One thing that excites me particularly is the idea that in looking at starlight one is looking backward in time. The distance the light has to travel from even the nearest stars to my naked eye means the light left the star itself a long, long time ago. It has been travelling in some cases since long before Abraham.

These sorts of mental pleasures point to why I like the Ascension of Jesus so much. The Ascension raises all sorts of stimulating questions like, "Where is he now?" and "Where did he go?" and "How did he get up there?" and "Where is heaven?" and "Is there a wall at the end of the universe, and if there is, what is on the other side?" and "How' can he see us and hear us from up there?" and "Isn't it all just impossibly wonderful to contemplate?"

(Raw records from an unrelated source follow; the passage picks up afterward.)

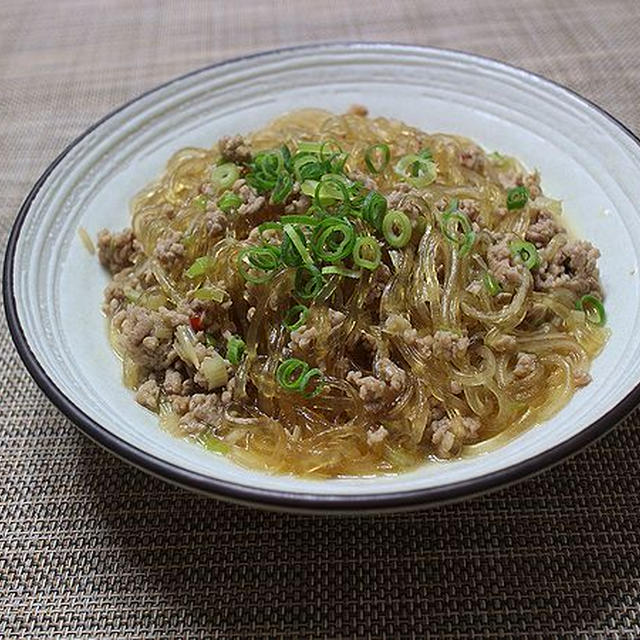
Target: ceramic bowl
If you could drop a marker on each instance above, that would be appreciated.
(53, 287)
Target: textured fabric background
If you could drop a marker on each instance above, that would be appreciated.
(90, 548)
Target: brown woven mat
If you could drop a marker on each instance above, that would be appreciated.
(90, 548)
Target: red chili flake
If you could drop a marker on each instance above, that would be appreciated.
(197, 322)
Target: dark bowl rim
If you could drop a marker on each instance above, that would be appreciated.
(285, 500)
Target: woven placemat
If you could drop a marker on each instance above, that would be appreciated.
(91, 548)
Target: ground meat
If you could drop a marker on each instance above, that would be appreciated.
(205, 410)
(358, 110)
(408, 200)
(449, 434)
(117, 251)
(449, 346)
(504, 342)
(525, 365)
(376, 436)
(543, 227)
(172, 382)
(148, 335)
(234, 149)
(473, 158)
(252, 202)
(370, 389)
(169, 249)
(148, 394)
(392, 374)
(303, 339)
(574, 267)
(499, 260)
(581, 378)
(400, 326)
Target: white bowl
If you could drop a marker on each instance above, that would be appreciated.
(53, 288)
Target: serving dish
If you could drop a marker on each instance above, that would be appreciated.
(53, 287)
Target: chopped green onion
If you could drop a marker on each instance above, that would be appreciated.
(235, 349)
(265, 169)
(199, 267)
(224, 176)
(264, 260)
(214, 370)
(377, 157)
(517, 198)
(309, 221)
(340, 271)
(464, 241)
(333, 239)
(228, 201)
(290, 373)
(214, 444)
(307, 167)
(200, 202)
(526, 252)
(593, 309)
(308, 187)
(331, 188)
(491, 284)
(209, 293)
(298, 241)
(366, 253)
(417, 170)
(282, 188)
(295, 317)
(307, 378)
(308, 281)
(396, 228)
(374, 208)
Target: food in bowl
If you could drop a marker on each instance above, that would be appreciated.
(340, 295)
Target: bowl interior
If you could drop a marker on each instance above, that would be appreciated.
(584, 157)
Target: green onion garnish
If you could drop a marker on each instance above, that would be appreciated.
(517, 198)
(417, 170)
(310, 391)
(290, 373)
(282, 188)
(377, 157)
(526, 252)
(295, 317)
(491, 284)
(228, 201)
(264, 260)
(308, 281)
(464, 239)
(200, 202)
(333, 239)
(209, 293)
(374, 208)
(224, 176)
(593, 309)
(297, 242)
(265, 169)
(199, 267)
(295, 375)
(366, 253)
(340, 271)
(235, 349)
(396, 228)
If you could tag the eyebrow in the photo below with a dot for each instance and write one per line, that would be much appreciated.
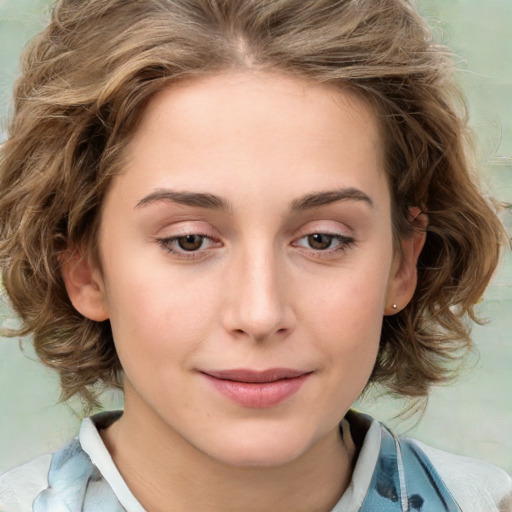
(198, 199)
(318, 199)
(214, 202)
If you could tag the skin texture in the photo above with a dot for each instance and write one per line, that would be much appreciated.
(255, 290)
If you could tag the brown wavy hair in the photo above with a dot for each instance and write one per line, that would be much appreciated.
(86, 79)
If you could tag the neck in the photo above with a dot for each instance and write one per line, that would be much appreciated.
(160, 468)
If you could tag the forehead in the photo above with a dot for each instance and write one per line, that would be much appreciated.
(242, 133)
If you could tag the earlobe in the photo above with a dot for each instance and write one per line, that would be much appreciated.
(84, 284)
(404, 274)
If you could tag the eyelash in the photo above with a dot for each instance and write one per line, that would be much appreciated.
(167, 244)
(344, 242)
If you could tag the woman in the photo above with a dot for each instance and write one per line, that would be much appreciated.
(243, 213)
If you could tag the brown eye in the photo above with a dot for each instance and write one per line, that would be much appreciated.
(320, 241)
(190, 242)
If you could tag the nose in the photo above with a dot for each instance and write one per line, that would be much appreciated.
(257, 298)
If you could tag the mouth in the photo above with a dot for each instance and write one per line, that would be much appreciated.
(257, 389)
(252, 376)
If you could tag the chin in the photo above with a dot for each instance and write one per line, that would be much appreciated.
(269, 450)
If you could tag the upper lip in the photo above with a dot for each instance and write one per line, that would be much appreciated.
(246, 375)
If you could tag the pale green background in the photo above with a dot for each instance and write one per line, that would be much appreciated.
(473, 417)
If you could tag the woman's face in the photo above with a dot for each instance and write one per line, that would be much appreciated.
(247, 263)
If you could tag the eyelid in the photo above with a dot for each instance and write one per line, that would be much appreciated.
(182, 230)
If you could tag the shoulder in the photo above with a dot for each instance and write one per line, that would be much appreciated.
(475, 484)
(20, 486)
(68, 479)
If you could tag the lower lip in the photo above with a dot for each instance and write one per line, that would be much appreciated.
(258, 395)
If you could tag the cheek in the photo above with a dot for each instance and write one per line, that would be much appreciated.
(157, 316)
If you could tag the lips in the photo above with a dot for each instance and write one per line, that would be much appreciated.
(257, 389)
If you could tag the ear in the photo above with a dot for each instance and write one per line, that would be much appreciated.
(84, 284)
(404, 274)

The New Testament accounts of the Ascension are quite straightforward. Jesus and the disciples went out to the Mount of Olives. He talked with them, and he blessed them, and he went up away from them into the sky and into a cloud. There are plenty of Old Testament prophecies which point ahead to the Ascension, and several New Testament writers talk at some length about its implications.

The most important single thing about the Ascension of Christ is that it is a preview and a promise of our own ascensions. It is the end of the process through which we connect what happens in our own lives to what happened in the life of Jesus. We are baptized into his body. We are part of him. Because we are part of him, we know that what happened to him will happen to us in the same pattern. Birth, life, death, burial, resurrection, and ascension into heaven. All those things happened to him; all those things will happen to us.

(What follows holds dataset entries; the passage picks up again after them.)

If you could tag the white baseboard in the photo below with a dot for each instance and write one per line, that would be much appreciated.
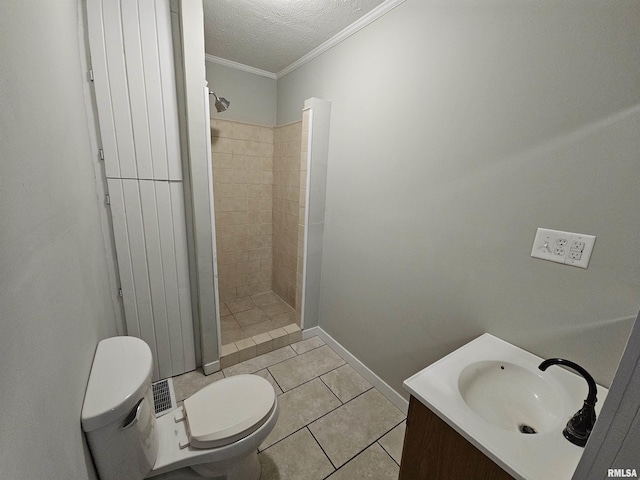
(368, 374)
(212, 367)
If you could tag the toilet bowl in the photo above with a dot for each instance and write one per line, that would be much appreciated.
(215, 434)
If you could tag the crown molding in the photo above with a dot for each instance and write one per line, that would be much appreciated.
(239, 66)
(382, 9)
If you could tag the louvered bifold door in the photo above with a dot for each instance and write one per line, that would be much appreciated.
(135, 90)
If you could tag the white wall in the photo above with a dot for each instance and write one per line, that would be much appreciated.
(252, 96)
(457, 129)
(55, 296)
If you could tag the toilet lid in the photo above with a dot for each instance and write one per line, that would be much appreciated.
(228, 410)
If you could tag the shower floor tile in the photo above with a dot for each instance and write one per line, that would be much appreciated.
(253, 315)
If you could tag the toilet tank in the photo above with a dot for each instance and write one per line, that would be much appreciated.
(118, 413)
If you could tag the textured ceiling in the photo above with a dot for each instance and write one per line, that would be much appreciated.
(272, 34)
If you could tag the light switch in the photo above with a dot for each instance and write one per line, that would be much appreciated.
(563, 247)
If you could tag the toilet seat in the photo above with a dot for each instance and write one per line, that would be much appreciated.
(228, 410)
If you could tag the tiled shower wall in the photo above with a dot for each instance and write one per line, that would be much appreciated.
(242, 160)
(286, 198)
(257, 194)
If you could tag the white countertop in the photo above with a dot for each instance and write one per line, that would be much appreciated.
(541, 456)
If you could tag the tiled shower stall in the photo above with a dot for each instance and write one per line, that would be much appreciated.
(259, 181)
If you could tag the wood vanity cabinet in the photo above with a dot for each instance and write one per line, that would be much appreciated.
(435, 451)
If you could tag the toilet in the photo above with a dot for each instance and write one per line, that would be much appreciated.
(215, 435)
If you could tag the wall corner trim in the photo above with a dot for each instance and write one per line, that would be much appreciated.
(394, 397)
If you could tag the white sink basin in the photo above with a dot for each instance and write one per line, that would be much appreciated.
(489, 390)
(511, 397)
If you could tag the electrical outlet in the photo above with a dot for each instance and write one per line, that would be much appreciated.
(563, 247)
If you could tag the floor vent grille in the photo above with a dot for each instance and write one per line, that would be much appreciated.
(164, 398)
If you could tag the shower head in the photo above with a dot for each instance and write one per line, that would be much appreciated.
(221, 103)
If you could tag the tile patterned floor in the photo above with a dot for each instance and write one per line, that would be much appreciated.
(333, 424)
(248, 316)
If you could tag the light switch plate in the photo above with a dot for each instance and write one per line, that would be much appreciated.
(563, 247)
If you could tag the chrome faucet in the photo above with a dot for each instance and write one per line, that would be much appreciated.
(580, 425)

Of the connection between his ascension and ours, Jesus says quite clearly, "I go to prepare a place for you. And if I go and prepare a place for you, I will come again and receive you unto myself; that where I am there ye may be also." Again, it is all very straightforward., He went away so he could send the Holy Ghost to help us while we are alive. He is up in heaven getting our places ready. He is going to come back to earth to gather us up and take us there.

So we can look forward to heaven because Jesus ascended. And because we know we are going to go, there is a sense in which we are there already. One of the purposes of the liturgy of Holy Communion is to give us a foretaste and a preview of being in heaven. The angels and archangels sing "Holy, holy, holy" there all the time, so we sing along. The angels and archangels are in the presence of God all the time, and we enter his presence when he comes to us on the altar in his body and blood. We do all this in the company of our family and our church friends, and they are part of the group with whom we will spend eternity in God's presence.

I do hope that there is no one here today who doubts that he is going to go to heaven. The condition for going to heaven is being sorry for your sins and willing to accept what Jesus did for you on the cross. We don't go to heaven because we deserve it. We go because God loves us. That is why this religion of ours is good news. And that is why at the center of our life together we remember "his blessed passion and precious death, his mighty resurrection and glorious ascension; rendering unto (God) most hearty thanks for the innnumerable benefits procured unto us by the same." Christ has ascended, and so have we. Thanks be to God.